Don’t Do It

I was on the downtown 6 train the other day, sitting at 28th street waiting for the doors to close when I noticed two teenagers on the opposite platform. They weren’t where anyone else on the uptown platform could see them; they had gone beyond the open public area and around a column. It was a small 4 foot long area where MTA workers can find the stairs leading into the tunnel.

The boy had his back to my train and the girl was mostly facing my direction but tilted slightly to one side. At first glance, it looked like they might be making out, and then I saw the boys arm pumping at his side. I saw that the boy was shaking his head no, he wasn’t angry and he didn’t look like he was answering a question. He looked a bit dismissive. The girls eyes were darting everywhere. She never looked at me, and my direct view of them makes it hard to believe that they couldn’t see me or the train car I was in but she did look like she could see the other train cars behind mine. She also looked embarrassed.

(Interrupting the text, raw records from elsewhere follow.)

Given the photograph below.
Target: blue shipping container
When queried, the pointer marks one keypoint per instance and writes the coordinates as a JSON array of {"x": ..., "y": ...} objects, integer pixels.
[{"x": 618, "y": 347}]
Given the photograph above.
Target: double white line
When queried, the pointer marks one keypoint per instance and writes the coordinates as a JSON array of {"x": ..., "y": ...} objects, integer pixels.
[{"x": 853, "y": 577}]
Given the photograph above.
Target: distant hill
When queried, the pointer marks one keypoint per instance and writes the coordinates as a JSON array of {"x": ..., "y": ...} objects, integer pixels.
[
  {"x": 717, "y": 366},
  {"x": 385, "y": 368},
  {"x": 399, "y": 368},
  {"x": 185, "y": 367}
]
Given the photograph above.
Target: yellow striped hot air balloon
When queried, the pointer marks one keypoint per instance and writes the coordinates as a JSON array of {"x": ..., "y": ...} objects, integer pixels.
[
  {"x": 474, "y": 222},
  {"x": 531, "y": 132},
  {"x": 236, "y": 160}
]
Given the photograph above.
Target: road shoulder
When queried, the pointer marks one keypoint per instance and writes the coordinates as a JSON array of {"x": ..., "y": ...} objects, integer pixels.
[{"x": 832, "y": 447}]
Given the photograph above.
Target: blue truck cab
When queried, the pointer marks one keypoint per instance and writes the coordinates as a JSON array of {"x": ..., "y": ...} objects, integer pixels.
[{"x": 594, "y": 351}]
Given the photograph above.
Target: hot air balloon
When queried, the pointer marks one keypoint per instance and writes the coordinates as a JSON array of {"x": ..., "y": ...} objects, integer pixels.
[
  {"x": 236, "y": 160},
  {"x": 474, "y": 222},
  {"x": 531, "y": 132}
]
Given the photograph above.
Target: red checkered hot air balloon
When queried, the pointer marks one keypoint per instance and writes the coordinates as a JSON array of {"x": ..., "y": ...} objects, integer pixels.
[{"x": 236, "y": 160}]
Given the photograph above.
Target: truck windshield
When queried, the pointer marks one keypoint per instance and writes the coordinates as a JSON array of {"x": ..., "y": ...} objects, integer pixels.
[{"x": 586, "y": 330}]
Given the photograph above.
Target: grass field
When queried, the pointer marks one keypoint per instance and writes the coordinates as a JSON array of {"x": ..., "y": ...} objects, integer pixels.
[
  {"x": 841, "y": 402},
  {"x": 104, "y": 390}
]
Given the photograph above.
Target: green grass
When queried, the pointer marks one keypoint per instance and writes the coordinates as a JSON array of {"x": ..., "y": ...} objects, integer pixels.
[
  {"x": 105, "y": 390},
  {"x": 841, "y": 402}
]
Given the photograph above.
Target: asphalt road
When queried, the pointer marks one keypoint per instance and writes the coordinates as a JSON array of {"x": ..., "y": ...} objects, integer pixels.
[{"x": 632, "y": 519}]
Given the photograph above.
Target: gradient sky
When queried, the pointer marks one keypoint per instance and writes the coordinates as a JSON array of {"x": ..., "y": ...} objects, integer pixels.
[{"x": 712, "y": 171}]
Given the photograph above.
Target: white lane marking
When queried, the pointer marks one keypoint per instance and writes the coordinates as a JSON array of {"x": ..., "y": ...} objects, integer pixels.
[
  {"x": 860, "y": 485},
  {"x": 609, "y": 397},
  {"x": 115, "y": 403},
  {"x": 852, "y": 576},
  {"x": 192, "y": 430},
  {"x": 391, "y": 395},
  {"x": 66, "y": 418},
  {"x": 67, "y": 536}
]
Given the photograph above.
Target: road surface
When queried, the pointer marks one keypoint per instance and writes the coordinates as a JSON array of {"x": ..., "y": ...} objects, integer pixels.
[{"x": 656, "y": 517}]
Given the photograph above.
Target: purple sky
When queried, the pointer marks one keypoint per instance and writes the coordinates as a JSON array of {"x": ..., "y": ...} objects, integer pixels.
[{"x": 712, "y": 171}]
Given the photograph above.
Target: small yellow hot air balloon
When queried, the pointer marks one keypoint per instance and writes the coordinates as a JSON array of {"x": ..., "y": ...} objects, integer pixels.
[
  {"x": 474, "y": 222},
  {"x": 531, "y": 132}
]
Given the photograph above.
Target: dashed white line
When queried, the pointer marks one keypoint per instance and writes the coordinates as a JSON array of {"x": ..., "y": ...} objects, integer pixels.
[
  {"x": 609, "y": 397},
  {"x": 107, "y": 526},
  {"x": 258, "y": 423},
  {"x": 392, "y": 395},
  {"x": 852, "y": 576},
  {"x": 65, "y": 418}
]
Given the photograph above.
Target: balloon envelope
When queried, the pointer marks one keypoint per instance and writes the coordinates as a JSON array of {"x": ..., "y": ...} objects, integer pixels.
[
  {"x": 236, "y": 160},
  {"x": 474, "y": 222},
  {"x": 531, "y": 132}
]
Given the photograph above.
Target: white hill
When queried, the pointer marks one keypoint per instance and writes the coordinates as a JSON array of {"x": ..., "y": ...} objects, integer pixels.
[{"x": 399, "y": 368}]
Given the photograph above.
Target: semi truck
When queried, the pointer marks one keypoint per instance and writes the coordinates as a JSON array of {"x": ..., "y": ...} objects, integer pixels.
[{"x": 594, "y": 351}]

The doors on my train started to close and the boy shifted to his left revealing that his arm was still pumping. As my train began to move I caught one last glimpse of the girl’s nervous eyes as her head started to move down and she got on her knees. Without realizing it, I sat up tall. I heard my own voice say “don’t do it.”

And with that I was in the tunnel on my way to the next stop, 23rd street.

I don’t know if that girl minded the act, but it was clear that she at least minded the location. It made me sad. She looked so uncomfortable, and he looked too comfortable.

Teenagers, not just teenage girls, but teenagers put themselves into so many situations that they don’t feel good about because they’re afraid people won’t like them otherwise. It’s awful sometimes.